Son objectif est d’être reconnue comme une puissance régionale au Moyen-Orient en s’opposant à l’Arabie Saoudite qui est majorité sunnite, et aux Etats-Unis et Israël. Sa priorité aujourd’hui est de supprimer les sanctions américaines qui ont gravement détérioré son économie. En effet, après plusieurs années de négociations, elle est parvenue à signer en 2015 un Accord avec l’Allemagne, l’Union européenne et les cinq membres permanents du Conseil de sécurité de l’ONU. Cet Accord a pour but de contrôler le programme nucléaire iranien par l’AIEA, en contrepartie de la levée des sanctions économiques. Cependant le 8 Mai 2018, Donald Trump a annoncé le retrait des Etats-Unis de l’Accord sur le nucléaire iranien, et a ordonné des sanctions d’un niveau plus élevé contre l’Iran. Cette décision du Président américain a renforcé le camp des conservateurs lors des élections du 18 Juin 2021. Il a été en effet reproché au Président réformateur Hassan Horani d’avoir échoué à lever les sanctions américaines. Après sa prise de fonctions en Janvier 2021, le nouveau Président américain Joe Biden est favorable à un retour des Etats-Unis à l’Accord sur le nucléaire iranien.

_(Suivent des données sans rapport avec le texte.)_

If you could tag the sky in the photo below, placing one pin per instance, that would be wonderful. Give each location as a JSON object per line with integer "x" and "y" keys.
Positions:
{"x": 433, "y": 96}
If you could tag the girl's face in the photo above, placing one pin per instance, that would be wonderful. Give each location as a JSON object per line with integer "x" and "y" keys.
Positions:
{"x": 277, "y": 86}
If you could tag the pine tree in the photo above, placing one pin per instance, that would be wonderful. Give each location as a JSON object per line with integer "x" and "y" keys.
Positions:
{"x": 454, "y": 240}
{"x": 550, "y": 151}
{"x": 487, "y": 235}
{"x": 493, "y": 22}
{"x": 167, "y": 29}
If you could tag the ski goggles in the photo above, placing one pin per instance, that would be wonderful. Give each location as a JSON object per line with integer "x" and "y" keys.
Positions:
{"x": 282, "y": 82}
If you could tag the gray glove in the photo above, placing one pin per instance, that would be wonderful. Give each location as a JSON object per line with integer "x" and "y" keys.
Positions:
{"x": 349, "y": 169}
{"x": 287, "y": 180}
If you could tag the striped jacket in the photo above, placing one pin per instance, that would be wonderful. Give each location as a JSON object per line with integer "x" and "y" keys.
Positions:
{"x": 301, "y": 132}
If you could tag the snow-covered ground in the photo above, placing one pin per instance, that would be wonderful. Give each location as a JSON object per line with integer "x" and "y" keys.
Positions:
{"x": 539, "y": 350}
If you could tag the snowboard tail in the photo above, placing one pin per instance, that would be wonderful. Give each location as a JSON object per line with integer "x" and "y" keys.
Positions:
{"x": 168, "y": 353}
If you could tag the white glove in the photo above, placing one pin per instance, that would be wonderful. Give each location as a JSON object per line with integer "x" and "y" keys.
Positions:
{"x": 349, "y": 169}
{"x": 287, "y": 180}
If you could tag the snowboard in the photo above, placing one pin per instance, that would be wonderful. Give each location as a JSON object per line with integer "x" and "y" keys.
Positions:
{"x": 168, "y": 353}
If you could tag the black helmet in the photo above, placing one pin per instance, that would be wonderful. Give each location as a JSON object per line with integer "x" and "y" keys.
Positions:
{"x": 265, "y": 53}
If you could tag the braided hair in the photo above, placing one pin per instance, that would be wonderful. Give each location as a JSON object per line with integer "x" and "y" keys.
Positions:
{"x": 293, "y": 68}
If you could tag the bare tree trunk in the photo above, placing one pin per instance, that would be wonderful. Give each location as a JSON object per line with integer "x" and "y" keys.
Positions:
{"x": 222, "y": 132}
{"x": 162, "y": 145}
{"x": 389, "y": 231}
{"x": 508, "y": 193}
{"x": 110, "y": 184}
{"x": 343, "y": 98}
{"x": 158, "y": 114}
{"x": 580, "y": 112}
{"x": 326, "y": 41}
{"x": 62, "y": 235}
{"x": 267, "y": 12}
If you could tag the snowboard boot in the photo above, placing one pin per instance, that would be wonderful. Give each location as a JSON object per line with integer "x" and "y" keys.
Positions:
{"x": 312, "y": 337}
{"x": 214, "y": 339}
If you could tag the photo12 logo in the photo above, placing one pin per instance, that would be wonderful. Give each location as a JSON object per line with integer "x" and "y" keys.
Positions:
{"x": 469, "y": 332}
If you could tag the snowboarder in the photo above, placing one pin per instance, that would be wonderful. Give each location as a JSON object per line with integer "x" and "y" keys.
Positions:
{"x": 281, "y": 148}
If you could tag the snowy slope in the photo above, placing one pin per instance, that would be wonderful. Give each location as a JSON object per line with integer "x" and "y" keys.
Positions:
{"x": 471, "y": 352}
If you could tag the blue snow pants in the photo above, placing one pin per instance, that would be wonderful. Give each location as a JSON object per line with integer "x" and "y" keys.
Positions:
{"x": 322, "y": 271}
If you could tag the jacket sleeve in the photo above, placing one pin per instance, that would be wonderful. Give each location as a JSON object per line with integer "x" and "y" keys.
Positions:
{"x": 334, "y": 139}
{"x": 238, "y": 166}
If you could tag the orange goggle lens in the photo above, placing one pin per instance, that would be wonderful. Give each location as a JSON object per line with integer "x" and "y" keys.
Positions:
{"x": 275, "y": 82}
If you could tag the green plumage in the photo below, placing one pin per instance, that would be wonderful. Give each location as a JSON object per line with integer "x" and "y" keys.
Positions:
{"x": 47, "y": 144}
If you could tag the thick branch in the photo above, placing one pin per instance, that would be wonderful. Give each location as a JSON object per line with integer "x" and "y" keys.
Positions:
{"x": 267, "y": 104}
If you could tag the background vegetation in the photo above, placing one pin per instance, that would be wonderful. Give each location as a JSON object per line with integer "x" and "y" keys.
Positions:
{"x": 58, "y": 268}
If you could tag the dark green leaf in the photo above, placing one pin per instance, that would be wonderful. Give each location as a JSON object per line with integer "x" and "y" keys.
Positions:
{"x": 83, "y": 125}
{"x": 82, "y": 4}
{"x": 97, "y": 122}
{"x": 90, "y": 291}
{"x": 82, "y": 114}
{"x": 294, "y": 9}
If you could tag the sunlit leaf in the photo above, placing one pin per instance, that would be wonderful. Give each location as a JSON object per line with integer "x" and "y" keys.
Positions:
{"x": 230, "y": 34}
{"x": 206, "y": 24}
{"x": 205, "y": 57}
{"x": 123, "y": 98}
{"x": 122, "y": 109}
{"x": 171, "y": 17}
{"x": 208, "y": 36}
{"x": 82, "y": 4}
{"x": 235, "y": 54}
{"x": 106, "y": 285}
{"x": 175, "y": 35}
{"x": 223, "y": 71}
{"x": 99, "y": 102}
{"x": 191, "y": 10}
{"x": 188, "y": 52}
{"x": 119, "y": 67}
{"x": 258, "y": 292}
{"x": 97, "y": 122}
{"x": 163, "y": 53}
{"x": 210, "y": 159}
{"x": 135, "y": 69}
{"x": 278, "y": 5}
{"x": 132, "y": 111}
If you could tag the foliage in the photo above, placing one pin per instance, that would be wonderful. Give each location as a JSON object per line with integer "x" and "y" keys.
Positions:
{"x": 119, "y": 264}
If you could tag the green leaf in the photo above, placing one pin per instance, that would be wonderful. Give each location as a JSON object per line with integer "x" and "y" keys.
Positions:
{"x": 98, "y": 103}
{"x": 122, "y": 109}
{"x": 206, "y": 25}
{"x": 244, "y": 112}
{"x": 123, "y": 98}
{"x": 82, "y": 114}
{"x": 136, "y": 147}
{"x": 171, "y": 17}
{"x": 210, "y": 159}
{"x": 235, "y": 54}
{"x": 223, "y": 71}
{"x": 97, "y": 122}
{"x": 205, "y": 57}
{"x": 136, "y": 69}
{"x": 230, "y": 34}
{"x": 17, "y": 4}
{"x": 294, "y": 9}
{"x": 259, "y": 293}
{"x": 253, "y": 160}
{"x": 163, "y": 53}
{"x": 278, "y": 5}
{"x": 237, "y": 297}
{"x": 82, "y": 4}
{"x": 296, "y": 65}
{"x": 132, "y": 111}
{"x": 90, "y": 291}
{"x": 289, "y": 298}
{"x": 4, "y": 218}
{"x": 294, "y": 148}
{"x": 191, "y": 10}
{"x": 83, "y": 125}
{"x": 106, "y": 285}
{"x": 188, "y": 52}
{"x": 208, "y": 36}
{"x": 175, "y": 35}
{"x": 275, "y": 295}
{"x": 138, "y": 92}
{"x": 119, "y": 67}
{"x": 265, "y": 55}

Des discussions sont actuellement en cours à Vienne, et le nouveau Président iranien Ebrahim Raïssi a appelé le 21 Juin 2021 à des négociations fructueuses sur ce dossier afin de produire des résultats concrets pour la nation iranienne. Alors que Hassan Rohani, le prédécesseur de Mr Raïssi avait opté pour une ouverture envers l’Occident, le nouveau président a refusé toute rencontre avec Mr Biden. Par contre, il a déclaré qu’il n’y a pas d’obstacles à la reprise des relations diplomatiques avec l’Arabie Saoudite. Il faut rappeler enfin que le Maroc a rompu ses relations diplomatiques avec l’Iran à deux reprises. Le 6 Mars 2019 du fait de l’ingérence de l’Iran dans les affaires intérieures de Bahreïn, et pour le prosélytisme chiite dans notre pays. La seconde rupture a eu lieu le 2 Mai 2018 jusqu’à nos jours du fait du soutien de l’Iran au Polisario à travers le Hezbollah libanais.
En conclusion, on ne peut que regretter que ce grand pays qu’est l’Iran par son histoire millénaire et sa culture multidimensionnelle, soit devenu à partir de 1979 une théocratie où le titulaire de la souveraineté est divin. Le Guide Suprême qui n’est pas élu par le peuple dispose à vie du pouvoir absolu sans avoir à rendre des comptes à quiconque. Un grand nombre de régimes politiques se sont succédés dans l’histoire iranienne. On peut rappeler la Révolution constitutionnelle persane contre le règne despotique des Chahs Qadjas qui commença en 1905 et dura jusqu’à 1911, et qui eut pour conséquence la fondation du premier Parlement en Iran. Aussi, il ne faut pas désespérer de l’instauration en Iran dans un avenir plus ou moins proche d’une véritable démocrate avec la souveraineté du peuple, les élections ouvertes à tous, la séparation des pouvoirs, les libertés publiques, et le respect des droits de l’homme.